Раздались аплодисменты, и я почувствовал на плече ее пальцы. Протянув руку, я взял ее визитную карточку. И тут же на меня с темной люстры упали Динины одежды. Однако я успел пожать кончики пальцев женщины в красном. Потом освободился от ароматных Дининых одежд и продолжал аплодировать.
— В четверг в пять вечера, — прошептала она, вставая и следуя за потоком публики.
Мой взгляд упал на программу, которую она держала в руках. Моцарт.
Дина собрала свои потрепанные ноты, отставила виолончель и, покинув сцену, повела меня сквозь толпу. Мелькнула ее рубаха, и она исчезла. Духи у нее были те же, что и у женщины в красном.
На визитной карточке было написано: «Фрау Бирте Шульц». Адрес мне ничего не сказал. Я был в чужом городе.
Скрипача не было видно. Я прошел за кулисы и спросил, где Шредер. Мне сказали, что он уже ушел. Да и зачем он мне теперь?

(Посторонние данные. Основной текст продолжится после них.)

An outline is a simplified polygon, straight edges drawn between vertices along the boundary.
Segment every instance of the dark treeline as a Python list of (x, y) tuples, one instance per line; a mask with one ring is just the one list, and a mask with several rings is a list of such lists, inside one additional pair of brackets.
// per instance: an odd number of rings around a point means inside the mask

Я чувствовал себя судном, у которого при сильном боковом ветре подняты все паруса. Нужно было взять курс по ветру, смирившись с тем, что на это уйдет лишнее время, либо задраить люки и отдаться во власть стихии. Приходилось признать, что я плохой моряк. Но, помня советы Андерса и в отношении женщин, и в отношении судов, я понимал, что следует изменить курс.

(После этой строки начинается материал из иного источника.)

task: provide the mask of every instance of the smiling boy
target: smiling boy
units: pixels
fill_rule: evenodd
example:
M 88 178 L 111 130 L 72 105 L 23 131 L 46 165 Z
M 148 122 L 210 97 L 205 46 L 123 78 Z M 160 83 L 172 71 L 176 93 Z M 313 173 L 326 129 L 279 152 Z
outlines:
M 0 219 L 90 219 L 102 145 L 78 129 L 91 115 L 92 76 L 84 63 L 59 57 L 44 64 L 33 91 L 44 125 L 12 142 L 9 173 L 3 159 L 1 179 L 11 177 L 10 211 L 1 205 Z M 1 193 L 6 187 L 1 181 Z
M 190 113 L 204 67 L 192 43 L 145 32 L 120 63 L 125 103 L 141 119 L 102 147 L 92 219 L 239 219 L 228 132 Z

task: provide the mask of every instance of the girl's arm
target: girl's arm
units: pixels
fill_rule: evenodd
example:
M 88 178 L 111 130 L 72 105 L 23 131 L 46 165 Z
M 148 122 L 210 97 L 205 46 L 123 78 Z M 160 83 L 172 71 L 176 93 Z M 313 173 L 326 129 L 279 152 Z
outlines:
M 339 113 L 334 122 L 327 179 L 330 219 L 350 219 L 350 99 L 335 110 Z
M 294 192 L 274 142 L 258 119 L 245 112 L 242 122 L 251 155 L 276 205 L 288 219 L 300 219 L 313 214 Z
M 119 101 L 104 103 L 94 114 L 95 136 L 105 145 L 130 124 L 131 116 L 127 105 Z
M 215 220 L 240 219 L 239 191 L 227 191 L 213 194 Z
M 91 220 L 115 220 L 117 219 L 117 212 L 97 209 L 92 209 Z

Поэтому я дождался четверга, всем телом предчувствуя победу.
Безусловно, меня должно было шокировать, что она вопреки всем правилам приличия дала свою визитную карточку совершенно чужому человеку. Но в теле у меня скопилось слишком много грубой силы и одиночества. И это решило все.
Я был приговорен к поискам в этом проклятом городе.
Мне пришлось взять извозчика. Фрау Бирте Шульц жила в роскошном доме на краю города. Дом окружали высокие деревья и колючий кустарник. Решетку венчали острые шипы. Шипы были, по-видимому, и у фрау Бирте Шульц.
Привратник спросил, к кому я иду и ждут ли меня. Я кивнул и показал ему визитную карточку фрау Бирте Шульц.
— Третий этаж, — с почтительным поклоном сообщил он и вместе со мной поднялся на пять внушительных ступеней с медными кольцами для дорожки, которые вели к черной двустворчатой двери подъезда.
Я вдруг понял, что чувствовали ребятишки бедных арендаторов, когда стояли на белом песке из ракушечника перед дверями большого дома в Рейнснесе. И обходили дом кругом, чтобы зайти через кухню. Поднимаясь по лестнице, где мои шаги отзывались эхом, я как будто поднимался от причалов, и дом в темноте казался мне освещенным дворцом. Но шел я обычно к Стине в бывший Дом Дины.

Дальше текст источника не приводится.